Training curve analysis workflow
Reach for this when the user asks whether a run is healthy, why it diverged, whether it overfit, or which of several runs has the best training dynamics.
The loop is: confirm the x-axis, compute features, render a PNG, read the image, write a verdict. Numbers and pictures cross-check each other — the helpers exist so you're not hand-rolling spike detection or slope fits while also trying to interpret them.
Pin the x-axis first
Different training stacks log different step keys (_step, global_step, trainer/global_step, epoch, train/step), and picking the wrong one turns an overlay into nonsense. list_candidate_step_keys(run) scans the history for plausible columns; guess_step_key_from_workspace(entity, project) checks what the W&B workspace actually plots. If both agree on one candidate, say which you picked and move on. If they disagree or there are several plausible choices, ask the user before plotting — this is cheap and avoids silently baking _step into a verdict.
For one run
Render plot_single_run_overview(run, step_key=step_key), Read the PNG, and pair it with a compact feature table from curve_features on the metrics that actually exist. If the run logs gradient histograms or per-layer scalar norms, add plot_grad_histogram_heatmap() or plot_grad_norm_by_layer() — they surface dead layers and vanishing-gradient signatures that the top-line grad-norm scalar hides.
For multiple runs
compare_runs_curves() gives you the ranking table; plot_run_comparison() gives you the overlay. Overlays get unreadable past ~6 runs, so rank first, then plot the shortlist — the function will refuse to render more than 6 for exactly this reason.
Write it up
Keep the summary compact. Don't dump raw history rows or full spike/slope payloads into the response unless you're drilling into a specific anomaly — the helpers already reduce those to scalars for a reason.

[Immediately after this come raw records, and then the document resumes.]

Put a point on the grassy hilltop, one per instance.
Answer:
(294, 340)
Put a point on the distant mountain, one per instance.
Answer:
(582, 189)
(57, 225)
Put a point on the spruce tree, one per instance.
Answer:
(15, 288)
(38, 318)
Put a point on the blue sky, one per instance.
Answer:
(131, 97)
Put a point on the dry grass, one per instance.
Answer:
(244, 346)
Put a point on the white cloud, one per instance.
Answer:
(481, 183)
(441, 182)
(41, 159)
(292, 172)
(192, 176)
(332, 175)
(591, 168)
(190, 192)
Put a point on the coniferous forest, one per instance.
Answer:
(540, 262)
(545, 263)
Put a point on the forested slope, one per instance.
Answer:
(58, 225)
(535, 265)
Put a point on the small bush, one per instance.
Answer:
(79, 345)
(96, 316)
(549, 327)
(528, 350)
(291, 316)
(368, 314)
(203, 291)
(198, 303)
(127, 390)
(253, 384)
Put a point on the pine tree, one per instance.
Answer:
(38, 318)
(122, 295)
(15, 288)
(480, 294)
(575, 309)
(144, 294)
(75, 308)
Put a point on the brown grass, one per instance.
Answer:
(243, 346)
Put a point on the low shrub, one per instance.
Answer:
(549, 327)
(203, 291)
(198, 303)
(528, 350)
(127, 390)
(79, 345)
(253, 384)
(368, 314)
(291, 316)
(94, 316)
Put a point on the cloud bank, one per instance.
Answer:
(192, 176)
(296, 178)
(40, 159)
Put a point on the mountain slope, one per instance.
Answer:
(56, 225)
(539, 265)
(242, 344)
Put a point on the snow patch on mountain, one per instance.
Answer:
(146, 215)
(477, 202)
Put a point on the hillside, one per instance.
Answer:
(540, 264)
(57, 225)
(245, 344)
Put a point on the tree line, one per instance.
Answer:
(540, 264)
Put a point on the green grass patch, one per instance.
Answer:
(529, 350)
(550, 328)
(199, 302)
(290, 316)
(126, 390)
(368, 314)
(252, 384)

Verdict: <healthy | unstable | overfit | plateaued | diverged | converged>
Evidence:
- <specific step range> — <what the metrics and plot show>
- <specific step range> — <what changed and why it matters>
Next actions:
- <concrete hyperparameter, logging, or code change>
When the numbers and the image disagree — and they will — references/TRAINING_DIAGNOSTICS.md is where the resolution heuristics live. Load it while you're interpreting, not before.
Gotchas
Weave API
| Gotcha | Wrong | Right |
|---|
| weave.init args | weave.init(project="x") | weave.init("x") (positional) |
| Parent filter | filter={'parent_id': 'x'} | filter={'parent_ids': ['x']} (plural, list) |
| WeaveObject access | rubric.get('passed') | getattr(rubric, 'passed', None) |
| Nested output | out.get('succeeded') | out.get('output').get('succeeded') (output.output) |
| ObjectRef comparison | name_ref == "foo" | str(name_ref) == "foo" |
| CallsFilter import | from weave import CallsFilter | from weave.trace.weave_client import CallsFilter |
| Query import | from weave import Query | from weave.trace_server.interface.query import Query |
| Eval status path | summary["status"] | summary["weave"]["status"] |
| Eval success count | summary["success_count"] | summary["weave"]["status_counts"]["success"] |
| When in doubt | Guess the type | unwrap() first, then inspect |
WeaveDict vs WeaveObject
- WeaveDict: dict-like, supports
.get(), .keys(), []. Used for: call.inputs, call.output, scores dict
- WeaveObject: attribute-based, use
getattr(). Used for: scorer results (rubric), dataset rows
- When in doubt: use
unwrap() to convert everything to plain Python
W&B API
| Gotcha | Wrong | Right |
|---|
| Summary access | run.summary["loss"] | run.summary_metrics.get("loss") |
| Loading all runs | list(api.runs(...)) | runs[:200] (always slice) |
| History — all fields | run.history() | run.history(samples=500, keys=["loss"]) |
| scan_history — no keys | scan_history() | scan_history(keys=["loss"]) (explicit) |
| Raw data in context | print(run.history()) | Load into DataFrame, compute stats |
| Metric at step N | iterate entire history | scan_history(keys=["loss"], min_step=N, max_step=N+1) |
| Cache staleness | reading live run | api.flush() first |
Package management
| Gotcha | Details |
|---|
| Using the wrong runner | Always use the run/install commands from the Python environment detection section — never guess |
Bare python when env unknown | If you haven't detected the environment yet, default to uv run script.py (never bare python) |
Weave logging noise
Weave prints version warnings to stderr. Suppress with:
import logging
logging.getLogger("weave").setLevel(logging.ERROR)
Quick reference
import weave
client = weave.init(f"{entity}/{project}")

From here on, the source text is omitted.